Increased pressure on the healthcare system and social security system
Even though the risk of long-term consequences became somewhat lower after omicron arrived and people got vaccinated, studies with control groups still show that 3 percent or more develop health problems of varying degrees after having COVID. Each infection involves an increased risk.
As long as we don’t have more effective vaccines or medical treatments, we can therefore assume that the number of Norwegians who have problems with memory, concentration ability, and the ability to perform complex tasks will increase in the years ahead. With several million coronavirus infections each year in Norway, this constitutes a societal problem.
When so few test themselves, people often don’t know they have had COVID. At the same time, long-term consequences can appear in the form of other diseases, long after we feel healthy.
In addition, general practitioners in Norway use a diagnostic coding system that lacks a specific code for long-term consequences after COVID. Therefore, much of the increased illness and mortality that follows after COVID will be registered under completely different diagnoses, such as A04 (exhaustion) or P29 (which includes fatigue). P29 is classified under “minor mental disorders.”
Long COVID is likely the cause of a large number of sick leave cases with these diagnoses, which we know have increased significantly in the last two years.
“Damage to ten different organ systems has been reported”
We must expect more sick leave, a more burdened healthcare system, and perhaps higher excess mortality also in the time ahead, as we have seen since the authorities stopped limiting the spread of infection in early 2022.

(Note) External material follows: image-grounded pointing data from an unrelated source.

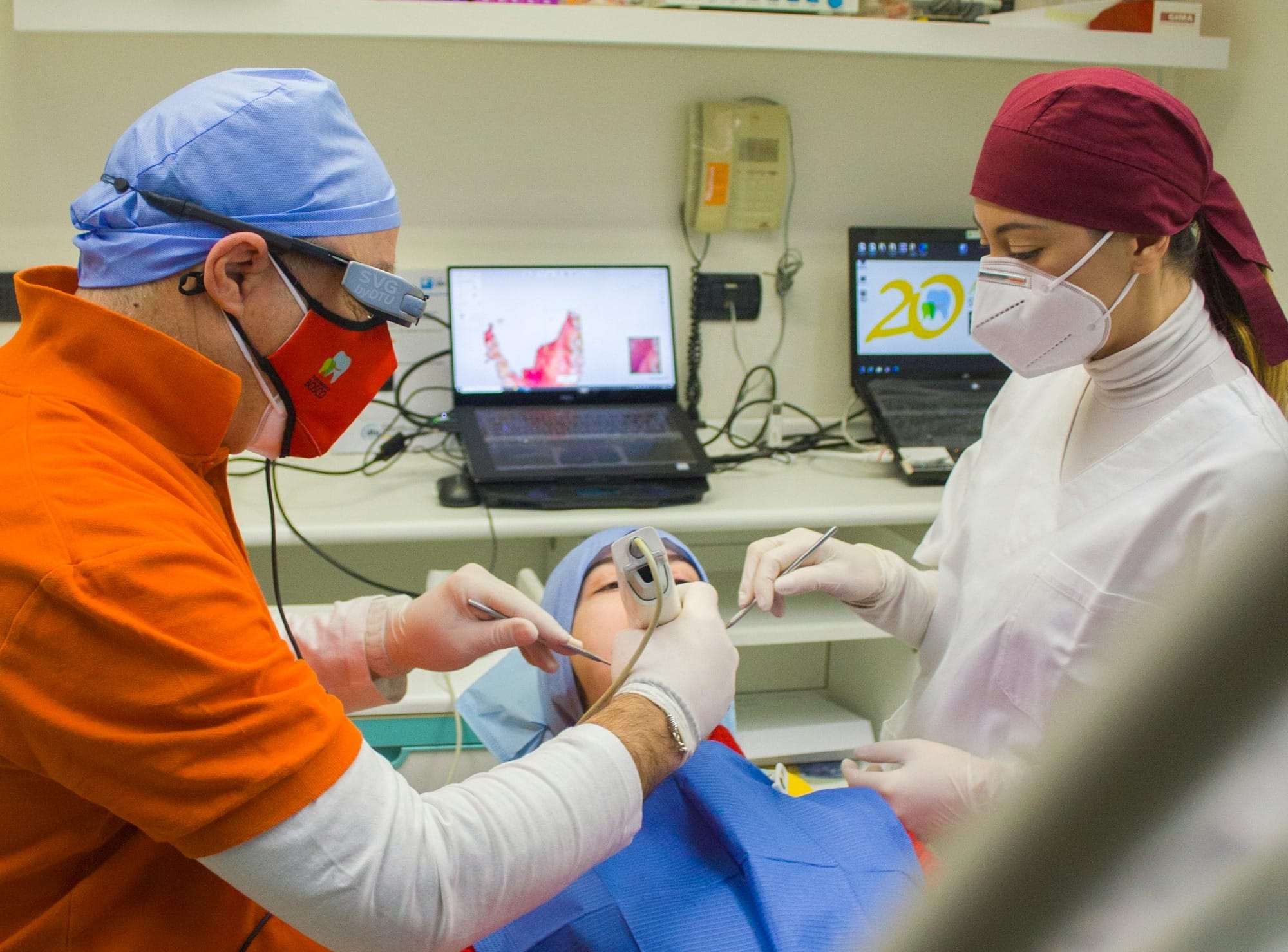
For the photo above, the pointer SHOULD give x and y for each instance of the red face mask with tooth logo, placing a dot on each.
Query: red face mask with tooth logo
(325, 375)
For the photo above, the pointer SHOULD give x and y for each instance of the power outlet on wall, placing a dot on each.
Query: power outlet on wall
(721, 296)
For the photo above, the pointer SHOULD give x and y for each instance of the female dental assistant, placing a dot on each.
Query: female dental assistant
(1143, 429)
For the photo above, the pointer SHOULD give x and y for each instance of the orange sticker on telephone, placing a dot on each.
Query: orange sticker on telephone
(715, 188)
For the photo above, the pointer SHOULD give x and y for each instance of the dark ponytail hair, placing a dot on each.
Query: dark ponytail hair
(1191, 254)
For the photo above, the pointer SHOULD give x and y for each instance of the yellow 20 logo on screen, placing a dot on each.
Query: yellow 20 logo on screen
(927, 318)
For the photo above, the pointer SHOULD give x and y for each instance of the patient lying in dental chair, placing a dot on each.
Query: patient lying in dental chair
(723, 861)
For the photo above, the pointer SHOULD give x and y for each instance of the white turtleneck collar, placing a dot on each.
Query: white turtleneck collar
(1139, 385)
(1164, 359)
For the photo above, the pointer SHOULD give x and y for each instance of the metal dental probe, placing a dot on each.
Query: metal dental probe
(574, 645)
(739, 615)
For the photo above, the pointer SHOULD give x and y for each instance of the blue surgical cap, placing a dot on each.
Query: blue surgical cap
(278, 148)
(516, 708)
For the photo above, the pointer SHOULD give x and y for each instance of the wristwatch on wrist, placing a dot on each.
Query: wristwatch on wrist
(677, 735)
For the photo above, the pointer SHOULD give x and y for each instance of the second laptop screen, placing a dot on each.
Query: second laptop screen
(561, 328)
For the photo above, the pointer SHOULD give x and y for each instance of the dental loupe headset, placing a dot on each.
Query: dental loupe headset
(386, 295)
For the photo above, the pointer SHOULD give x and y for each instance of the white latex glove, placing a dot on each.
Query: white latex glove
(441, 633)
(934, 788)
(688, 667)
(852, 573)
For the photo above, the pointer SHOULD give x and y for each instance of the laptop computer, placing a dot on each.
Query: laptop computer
(923, 378)
(565, 385)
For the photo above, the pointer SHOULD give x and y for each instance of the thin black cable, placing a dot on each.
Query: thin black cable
(315, 550)
(256, 932)
(739, 406)
(401, 403)
(271, 485)
(491, 528)
(694, 382)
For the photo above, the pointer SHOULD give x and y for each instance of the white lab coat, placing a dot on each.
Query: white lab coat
(1039, 578)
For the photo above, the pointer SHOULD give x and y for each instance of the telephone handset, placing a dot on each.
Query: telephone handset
(737, 170)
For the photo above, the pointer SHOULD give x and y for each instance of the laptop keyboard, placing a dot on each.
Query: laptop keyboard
(570, 422)
(949, 413)
(527, 439)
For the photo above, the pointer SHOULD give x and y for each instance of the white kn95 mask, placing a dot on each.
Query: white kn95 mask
(1036, 323)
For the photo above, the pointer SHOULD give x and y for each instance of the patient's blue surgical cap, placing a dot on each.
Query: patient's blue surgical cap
(278, 148)
(516, 708)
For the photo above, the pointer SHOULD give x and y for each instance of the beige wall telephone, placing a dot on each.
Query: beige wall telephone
(737, 170)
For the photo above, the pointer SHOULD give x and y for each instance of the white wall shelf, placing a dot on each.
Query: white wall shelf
(618, 26)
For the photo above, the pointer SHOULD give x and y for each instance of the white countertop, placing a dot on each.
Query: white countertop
(401, 505)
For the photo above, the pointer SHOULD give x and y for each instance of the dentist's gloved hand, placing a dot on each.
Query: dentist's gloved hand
(934, 788)
(688, 667)
(441, 633)
(852, 573)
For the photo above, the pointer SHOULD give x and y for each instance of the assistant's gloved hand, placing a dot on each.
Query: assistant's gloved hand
(876, 583)
(441, 633)
(688, 667)
(936, 787)
(852, 573)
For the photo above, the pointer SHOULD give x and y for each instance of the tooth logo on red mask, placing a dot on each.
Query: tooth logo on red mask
(333, 368)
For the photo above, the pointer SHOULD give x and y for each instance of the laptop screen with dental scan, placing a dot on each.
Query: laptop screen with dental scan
(562, 331)
(913, 291)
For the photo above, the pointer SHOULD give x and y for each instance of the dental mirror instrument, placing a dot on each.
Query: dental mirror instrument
(739, 615)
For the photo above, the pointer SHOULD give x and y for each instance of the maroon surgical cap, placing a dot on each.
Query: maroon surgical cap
(1104, 148)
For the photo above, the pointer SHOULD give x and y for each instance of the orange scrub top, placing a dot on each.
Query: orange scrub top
(150, 712)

Even though the number of people who become seriously ill and die from acute COVID is declining, the disease is thus a driver behind this development.
How to prevent?
First, everyone who might have COVID should test themselves and avoid infecting others by staying home if the test is positive.

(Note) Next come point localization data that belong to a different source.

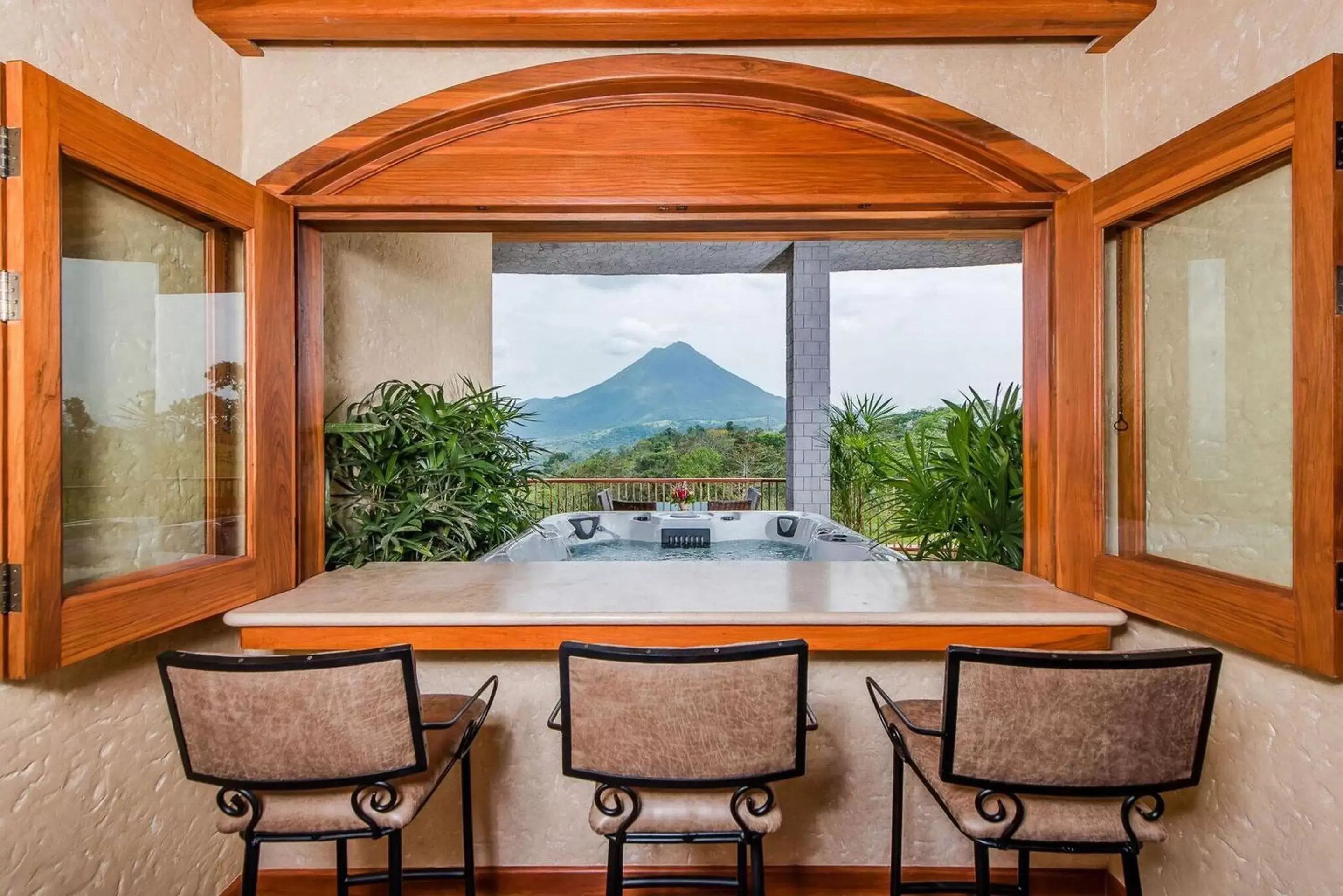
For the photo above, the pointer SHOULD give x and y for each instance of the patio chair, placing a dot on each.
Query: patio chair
(1064, 753)
(323, 747)
(683, 744)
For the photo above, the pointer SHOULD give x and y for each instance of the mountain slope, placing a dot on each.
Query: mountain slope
(673, 386)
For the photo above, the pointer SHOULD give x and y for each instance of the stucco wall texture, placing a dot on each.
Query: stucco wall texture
(151, 61)
(408, 307)
(92, 796)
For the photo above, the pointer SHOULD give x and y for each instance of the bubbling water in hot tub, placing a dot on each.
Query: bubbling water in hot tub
(704, 537)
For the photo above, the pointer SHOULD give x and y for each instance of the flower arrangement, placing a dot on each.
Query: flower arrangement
(683, 496)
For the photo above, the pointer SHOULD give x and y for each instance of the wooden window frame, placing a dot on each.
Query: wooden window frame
(53, 627)
(1302, 624)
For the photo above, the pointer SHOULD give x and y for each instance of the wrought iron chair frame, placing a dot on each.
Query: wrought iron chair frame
(1004, 794)
(753, 796)
(238, 797)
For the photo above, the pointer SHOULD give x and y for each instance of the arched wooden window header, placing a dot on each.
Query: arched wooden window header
(672, 139)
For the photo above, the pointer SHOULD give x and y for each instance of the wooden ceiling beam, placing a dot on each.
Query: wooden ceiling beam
(248, 25)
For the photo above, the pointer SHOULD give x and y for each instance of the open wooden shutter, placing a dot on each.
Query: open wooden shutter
(1203, 368)
(148, 382)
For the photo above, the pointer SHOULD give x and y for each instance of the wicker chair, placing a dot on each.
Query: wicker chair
(1064, 753)
(323, 747)
(683, 744)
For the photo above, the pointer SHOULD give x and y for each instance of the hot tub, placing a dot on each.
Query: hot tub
(699, 535)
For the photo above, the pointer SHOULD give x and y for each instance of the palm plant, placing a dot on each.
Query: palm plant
(958, 493)
(861, 440)
(417, 475)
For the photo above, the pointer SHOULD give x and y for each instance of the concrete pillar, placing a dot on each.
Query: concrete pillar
(808, 464)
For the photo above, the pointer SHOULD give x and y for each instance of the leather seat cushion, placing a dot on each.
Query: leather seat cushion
(683, 812)
(1048, 819)
(300, 812)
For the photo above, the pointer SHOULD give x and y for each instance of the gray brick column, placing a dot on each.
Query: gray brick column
(808, 464)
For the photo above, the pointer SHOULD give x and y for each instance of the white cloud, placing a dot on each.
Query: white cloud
(634, 336)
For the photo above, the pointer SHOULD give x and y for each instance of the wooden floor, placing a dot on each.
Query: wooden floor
(781, 882)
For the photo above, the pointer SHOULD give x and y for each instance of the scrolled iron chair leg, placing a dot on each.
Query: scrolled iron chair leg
(394, 863)
(468, 831)
(341, 868)
(982, 884)
(898, 825)
(616, 866)
(758, 866)
(252, 863)
(1133, 876)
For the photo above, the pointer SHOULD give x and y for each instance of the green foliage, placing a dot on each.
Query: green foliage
(957, 492)
(415, 475)
(861, 440)
(693, 453)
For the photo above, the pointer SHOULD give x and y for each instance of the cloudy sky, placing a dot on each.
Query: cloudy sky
(914, 335)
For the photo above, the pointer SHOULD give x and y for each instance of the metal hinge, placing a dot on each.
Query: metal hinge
(10, 152)
(10, 296)
(11, 589)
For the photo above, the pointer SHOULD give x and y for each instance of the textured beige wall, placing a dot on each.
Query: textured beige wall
(92, 796)
(1268, 817)
(1192, 60)
(93, 801)
(1270, 814)
(151, 61)
(408, 307)
(1045, 93)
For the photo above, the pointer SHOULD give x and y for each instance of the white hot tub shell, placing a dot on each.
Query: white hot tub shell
(691, 537)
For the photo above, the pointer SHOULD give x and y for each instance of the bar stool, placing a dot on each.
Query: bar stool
(1066, 753)
(324, 747)
(683, 744)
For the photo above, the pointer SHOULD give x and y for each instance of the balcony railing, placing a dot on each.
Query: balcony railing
(566, 496)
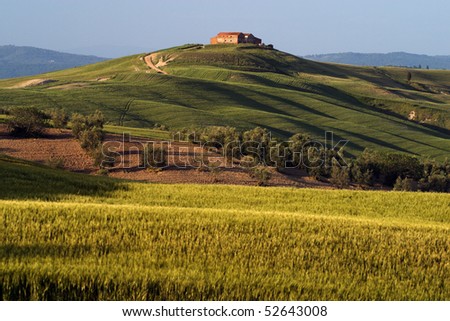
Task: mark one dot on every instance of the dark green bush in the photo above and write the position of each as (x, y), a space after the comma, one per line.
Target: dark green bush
(27, 122)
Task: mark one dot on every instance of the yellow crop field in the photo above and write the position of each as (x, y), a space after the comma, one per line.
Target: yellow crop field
(103, 239)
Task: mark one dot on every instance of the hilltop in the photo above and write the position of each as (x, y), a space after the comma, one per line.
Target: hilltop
(244, 86)
(389, 59)
(26, 61)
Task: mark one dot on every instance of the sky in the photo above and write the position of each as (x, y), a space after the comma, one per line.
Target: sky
(112, 28)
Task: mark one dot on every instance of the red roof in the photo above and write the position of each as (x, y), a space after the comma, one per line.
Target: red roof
(229, 33)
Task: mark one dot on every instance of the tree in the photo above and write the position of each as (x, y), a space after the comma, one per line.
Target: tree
(340, 176)
(262, 174)
(59, 118)
(27, 122)
(154, 156)
(406, 184)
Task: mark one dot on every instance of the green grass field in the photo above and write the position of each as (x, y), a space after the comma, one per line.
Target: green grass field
(245, 87)
(139, 132)
(75, 237)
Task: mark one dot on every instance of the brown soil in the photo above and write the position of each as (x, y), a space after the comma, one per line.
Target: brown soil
(61, 145)
(32, 83)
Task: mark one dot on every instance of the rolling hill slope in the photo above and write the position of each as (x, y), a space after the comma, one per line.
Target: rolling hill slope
(247, 86)
(389, 59)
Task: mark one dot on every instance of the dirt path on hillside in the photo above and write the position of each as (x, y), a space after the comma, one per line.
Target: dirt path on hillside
(149, 61)
(32, 83)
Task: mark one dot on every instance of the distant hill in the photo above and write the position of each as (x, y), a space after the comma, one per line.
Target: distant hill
(399, 59)
(27, 61)
(382, 108)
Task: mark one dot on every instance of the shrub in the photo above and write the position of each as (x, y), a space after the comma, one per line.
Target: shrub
(248, 162)
(154, 156)
(55, 163)
(59, 118)
(262, 174)
(340, 176)
(91, 139)
(101, 158)
(388, 166)
(27, 122)
(406, 184)
(80, 123)
(359, 176)
(435, 183)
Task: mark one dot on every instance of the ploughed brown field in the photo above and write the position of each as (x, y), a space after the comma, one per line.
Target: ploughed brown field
(61, 145)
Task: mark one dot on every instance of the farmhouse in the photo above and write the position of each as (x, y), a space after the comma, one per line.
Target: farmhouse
(235, 38)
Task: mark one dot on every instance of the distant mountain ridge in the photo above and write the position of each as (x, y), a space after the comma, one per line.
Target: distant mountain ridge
(16, 61)
(401, 59)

It has been shown that vaccines protect against long-term consequences, including damage to the cardiovascular system, and the increased risk of disease and death. Long-term consequences can affect all age groups.

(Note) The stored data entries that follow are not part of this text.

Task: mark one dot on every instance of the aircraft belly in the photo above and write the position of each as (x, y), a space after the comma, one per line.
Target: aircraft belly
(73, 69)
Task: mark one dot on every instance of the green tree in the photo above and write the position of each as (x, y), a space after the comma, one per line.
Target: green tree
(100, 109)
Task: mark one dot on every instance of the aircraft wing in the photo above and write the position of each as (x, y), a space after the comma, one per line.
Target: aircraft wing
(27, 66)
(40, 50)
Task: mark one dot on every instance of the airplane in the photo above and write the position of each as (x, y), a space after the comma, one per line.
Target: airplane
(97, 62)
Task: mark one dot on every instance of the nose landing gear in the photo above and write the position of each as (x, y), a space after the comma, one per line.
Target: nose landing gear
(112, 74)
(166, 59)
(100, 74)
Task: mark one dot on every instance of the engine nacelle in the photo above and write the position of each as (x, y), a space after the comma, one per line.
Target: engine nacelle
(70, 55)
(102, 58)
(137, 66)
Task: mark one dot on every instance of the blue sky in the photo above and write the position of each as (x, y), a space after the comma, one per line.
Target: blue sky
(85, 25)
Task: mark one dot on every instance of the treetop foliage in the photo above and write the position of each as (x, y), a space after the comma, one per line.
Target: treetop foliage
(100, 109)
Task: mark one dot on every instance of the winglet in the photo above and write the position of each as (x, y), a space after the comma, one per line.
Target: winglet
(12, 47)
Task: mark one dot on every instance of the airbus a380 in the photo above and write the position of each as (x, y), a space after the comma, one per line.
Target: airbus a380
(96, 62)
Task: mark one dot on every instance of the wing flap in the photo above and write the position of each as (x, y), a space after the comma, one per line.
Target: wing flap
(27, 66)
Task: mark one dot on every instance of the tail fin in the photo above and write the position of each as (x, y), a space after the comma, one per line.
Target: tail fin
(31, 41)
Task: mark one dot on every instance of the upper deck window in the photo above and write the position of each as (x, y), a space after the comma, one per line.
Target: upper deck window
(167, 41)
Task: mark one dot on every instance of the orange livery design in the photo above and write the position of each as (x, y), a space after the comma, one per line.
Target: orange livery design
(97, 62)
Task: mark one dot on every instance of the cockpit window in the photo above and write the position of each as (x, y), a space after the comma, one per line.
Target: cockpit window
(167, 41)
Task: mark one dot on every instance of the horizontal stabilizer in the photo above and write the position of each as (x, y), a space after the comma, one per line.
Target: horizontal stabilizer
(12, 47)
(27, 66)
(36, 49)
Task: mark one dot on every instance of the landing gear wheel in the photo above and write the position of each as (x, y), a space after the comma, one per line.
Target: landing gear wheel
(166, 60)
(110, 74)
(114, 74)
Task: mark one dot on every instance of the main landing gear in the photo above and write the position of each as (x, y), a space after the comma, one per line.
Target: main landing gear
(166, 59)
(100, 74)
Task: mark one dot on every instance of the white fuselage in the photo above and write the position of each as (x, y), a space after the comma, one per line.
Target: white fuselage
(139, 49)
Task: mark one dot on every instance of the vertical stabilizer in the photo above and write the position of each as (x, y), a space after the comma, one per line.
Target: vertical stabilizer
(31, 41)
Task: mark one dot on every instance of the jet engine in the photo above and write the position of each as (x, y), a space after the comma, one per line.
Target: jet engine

Vaccines protect all age groups, have few side effects, and are approved for everyone over six months. Therefore, everyone should be offered basic vaccination and boosters each time new, updated COVID vaccines become available through adapted programs for different groups, as American health authorities recommend.
“It is high time that we stop psychologizing these problems”
But protection from vaccination is not complete, and the effect drops rapidly after six months. The only sure way to prevent long-term consequences after COVID is currently to avoid getting infected.
Since COVID spreads through the airways, we won’t get infected if there are no virus particles in the air we breathe. A face mask that effectively prevents particles from reaching the nose and mouth therefore provides good protection.
It is smart to use face masks at high infection risk, such as when there is a lot of infection in circulation and you are indoors with many others, or if someone has a cold.
Improving indoor air quality can also reduce the number of sick people. Norway should invest in improving indoor ventilation and installing air purifiers in schools, public buildings, and workplaces, as other countries do. This has been shown to result in fewer infections among kindergarten and school children, reduced sick leave among parents and employees, and it can save money and increase quality of life.
Getting COVID every other year is better for your health than getting COVID twice every year. For every infection case we prevent, there are also fewer who spread it further. Therefore, such preventive, simple infection control measures are more effective than many think, even though they are not perfect. They can probably save society large sums.
Richard Aubrey White is a researcher at the Norwegian Institute of Public Health, but does not write on behalf of his employer.